Emergency rooms are, by far, the most expensive venue for receiving care.  Triage will result in a huge savings in both healthcare costs and patient distress just by directing non-emergent patients to a more appropriate source for their care.

Many other underutilized tools can improve healthcare in cost-effective ways.  Among them are:  personal health records, computerized medical history, clinician access to medical knowledge bases, clinical guidance systems, electronic-health-record scribes, wellness initiatives, medication-adherence surveillance, health-monitoring devices, and chronic-care-management programs. 
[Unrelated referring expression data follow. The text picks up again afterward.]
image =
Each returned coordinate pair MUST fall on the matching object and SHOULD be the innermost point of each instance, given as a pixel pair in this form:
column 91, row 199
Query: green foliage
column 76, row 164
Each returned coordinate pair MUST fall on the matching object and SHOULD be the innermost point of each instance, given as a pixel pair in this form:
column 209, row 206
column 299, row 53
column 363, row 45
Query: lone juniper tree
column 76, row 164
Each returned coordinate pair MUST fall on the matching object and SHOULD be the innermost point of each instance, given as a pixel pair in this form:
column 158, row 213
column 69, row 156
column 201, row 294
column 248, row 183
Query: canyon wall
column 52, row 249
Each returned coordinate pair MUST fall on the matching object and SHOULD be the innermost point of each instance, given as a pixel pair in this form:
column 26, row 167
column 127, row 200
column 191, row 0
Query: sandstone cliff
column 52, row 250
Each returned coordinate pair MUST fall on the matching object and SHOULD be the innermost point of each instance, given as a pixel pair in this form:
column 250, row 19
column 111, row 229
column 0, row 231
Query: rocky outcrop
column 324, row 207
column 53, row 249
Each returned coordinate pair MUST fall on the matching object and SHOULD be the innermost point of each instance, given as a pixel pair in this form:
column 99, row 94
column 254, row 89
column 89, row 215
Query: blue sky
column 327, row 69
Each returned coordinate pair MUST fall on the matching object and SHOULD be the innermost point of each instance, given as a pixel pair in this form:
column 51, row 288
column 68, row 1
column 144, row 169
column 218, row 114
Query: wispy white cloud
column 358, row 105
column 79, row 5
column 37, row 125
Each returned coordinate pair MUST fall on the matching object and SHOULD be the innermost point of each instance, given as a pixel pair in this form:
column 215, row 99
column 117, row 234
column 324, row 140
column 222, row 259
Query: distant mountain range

When designing a system, all conceivable assets and procedures are evaluated for inclusion.  One of the most powerful potential strategies on this front is learning from experience.  We should rigorously analyze clinical encounters all across the nation.  Tracking their outcomes will enable us to empirically determine what symptoms are correlated with which eventual diagnoses, as well as what treatments actually work best and under what circumstances.  Healthcare, like many successful enterprises, can benefit enormously from this Continuous Quality Improvement.

Admittedly, our entire healthcare industry cannot be totally transformed overnight.  However, to demonstrate and evaluate this systematized approach, we could launch a “Healthcare System Option.”  It would be offered to and embraced by people who are willing to comply with the System’s requirements in order to dramatically lower their insurance premiums, deductibles, and copays.  As a valuable byproduct, it will likely improve their care quality and health outcomes. 
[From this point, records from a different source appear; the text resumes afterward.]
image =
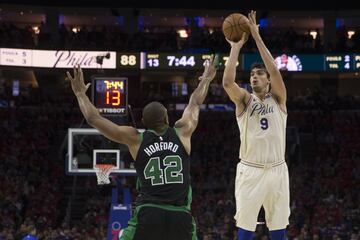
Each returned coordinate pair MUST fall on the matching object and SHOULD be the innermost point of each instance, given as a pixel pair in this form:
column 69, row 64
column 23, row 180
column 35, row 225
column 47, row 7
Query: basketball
column 234, row 26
Presumably, this Option would be designed and managed – initially for an evaluation pilot – by a quasi-government agency, overseen by a Healthcare System Board composed of preeminent leaders in innovative care delivery.  Once the Option demonstrates that it can lower cost while improving access and quality, our nation will recognize that we can provide full healthcare coverage with systematized-high-quality service, for all our citizens, at a much lower cost than we currently endure.  The time has come to make healthcare all that it can be.

Joe Weber managed the emergency room and outpatient department of Chicago’s Cook County Hospital in the early 1970s.  The remainder of his long career has not been quite as exciting.